Stewart Udall: Facing the opposition
(The story below is built around a recorded interview)
Stewart Udall wasn’t new to Washington D.C. He was a three-term Congressman before serving as the U.S. Secretary of the Interior under President John F. Kennedy and President Lyndon B. Johnson. So the challenge was obvious. Getting Congressional approval for construction of Central Arizona Project had to overcome the opposition of California and that of the newly developing environmental movement.
“We had to get some of the leaders, top leaders of California viewing Arizona and its desire for a water project as something that was rational and historically right and so on,” Udall said. “I had to work on it. I worked on it every day one way or another; it was always on my mind.”
As Secretary of the Interior, he knew he was going to break down the unity of California, making friends with the Northern California people. And he encouraged everyone working on getting the project authorized to collaborate with environmentalists. Getting authorization for CAP took a lot of work and collaboration.

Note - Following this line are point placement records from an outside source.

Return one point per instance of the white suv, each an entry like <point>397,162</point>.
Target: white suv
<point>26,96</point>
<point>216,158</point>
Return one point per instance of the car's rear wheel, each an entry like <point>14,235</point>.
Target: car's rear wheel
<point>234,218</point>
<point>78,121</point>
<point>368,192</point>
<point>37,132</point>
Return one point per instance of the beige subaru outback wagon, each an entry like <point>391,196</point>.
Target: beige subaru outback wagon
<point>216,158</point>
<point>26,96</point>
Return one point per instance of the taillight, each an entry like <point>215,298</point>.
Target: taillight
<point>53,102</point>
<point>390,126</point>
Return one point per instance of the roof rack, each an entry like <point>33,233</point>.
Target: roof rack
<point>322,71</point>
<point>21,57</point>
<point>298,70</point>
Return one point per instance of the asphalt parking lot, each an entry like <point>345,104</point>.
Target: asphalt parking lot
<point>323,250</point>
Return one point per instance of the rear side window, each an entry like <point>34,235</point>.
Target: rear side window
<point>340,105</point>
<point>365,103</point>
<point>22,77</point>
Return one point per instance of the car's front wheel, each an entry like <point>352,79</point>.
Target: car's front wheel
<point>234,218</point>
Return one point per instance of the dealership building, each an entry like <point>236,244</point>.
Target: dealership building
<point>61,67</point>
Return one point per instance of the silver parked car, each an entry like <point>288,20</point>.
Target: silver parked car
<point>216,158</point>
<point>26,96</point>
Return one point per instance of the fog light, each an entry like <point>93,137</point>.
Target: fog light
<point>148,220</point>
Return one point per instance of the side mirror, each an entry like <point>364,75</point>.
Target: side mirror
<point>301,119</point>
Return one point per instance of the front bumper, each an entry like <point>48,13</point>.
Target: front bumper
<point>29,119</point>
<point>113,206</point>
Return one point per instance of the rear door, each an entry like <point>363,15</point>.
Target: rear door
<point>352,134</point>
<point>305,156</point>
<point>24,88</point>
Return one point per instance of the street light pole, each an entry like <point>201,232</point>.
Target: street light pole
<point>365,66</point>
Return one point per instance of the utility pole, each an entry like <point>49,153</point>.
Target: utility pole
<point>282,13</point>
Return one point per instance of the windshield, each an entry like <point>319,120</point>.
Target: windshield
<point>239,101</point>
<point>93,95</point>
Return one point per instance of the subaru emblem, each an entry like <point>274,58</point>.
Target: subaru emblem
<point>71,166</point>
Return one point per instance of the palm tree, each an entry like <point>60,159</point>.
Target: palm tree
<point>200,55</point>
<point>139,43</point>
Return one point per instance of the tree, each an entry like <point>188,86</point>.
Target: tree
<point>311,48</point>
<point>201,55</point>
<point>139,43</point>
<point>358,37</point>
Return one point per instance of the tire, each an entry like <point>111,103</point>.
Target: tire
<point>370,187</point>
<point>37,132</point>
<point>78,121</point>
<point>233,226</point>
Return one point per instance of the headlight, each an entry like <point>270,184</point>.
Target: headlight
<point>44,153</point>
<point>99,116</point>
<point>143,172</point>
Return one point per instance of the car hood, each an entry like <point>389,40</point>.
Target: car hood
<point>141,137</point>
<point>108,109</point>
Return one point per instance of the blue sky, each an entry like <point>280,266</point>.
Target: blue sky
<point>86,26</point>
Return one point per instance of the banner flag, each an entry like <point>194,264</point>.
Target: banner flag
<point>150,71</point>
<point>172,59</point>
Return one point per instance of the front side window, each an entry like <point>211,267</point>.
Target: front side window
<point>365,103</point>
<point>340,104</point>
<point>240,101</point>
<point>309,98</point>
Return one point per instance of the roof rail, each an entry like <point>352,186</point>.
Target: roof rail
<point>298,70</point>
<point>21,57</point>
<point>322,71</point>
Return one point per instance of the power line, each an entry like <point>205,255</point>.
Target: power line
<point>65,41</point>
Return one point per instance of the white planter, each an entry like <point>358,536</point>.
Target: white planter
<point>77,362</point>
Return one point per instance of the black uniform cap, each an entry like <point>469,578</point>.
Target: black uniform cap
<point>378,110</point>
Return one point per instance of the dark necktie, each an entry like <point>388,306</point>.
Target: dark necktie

“I had to make compromises to make it easy for Arizona to get its project,” he said. “I was almost kind of on a tightrope between being a national Secretary of Interior and being perceived as somebody whose main mission in life was to get an Arizona water project.”
But Udall knew it was best for Arizona. He remember conversations about securing Arizona’s Colorado River supply from his childhood and was aware that a stable and secure water supply was key for Arizona’s future.
“I spent my time with a team of horses as a teenager plowing fields, irrigating fields, that was part of your education, so you lived close to the land. Water was important, gardens were important, animals were important,” said Udall. “That was the way I lived. I think that served me well when I become a Congressman, Secretary of Interior, because I knew how important resources were to people."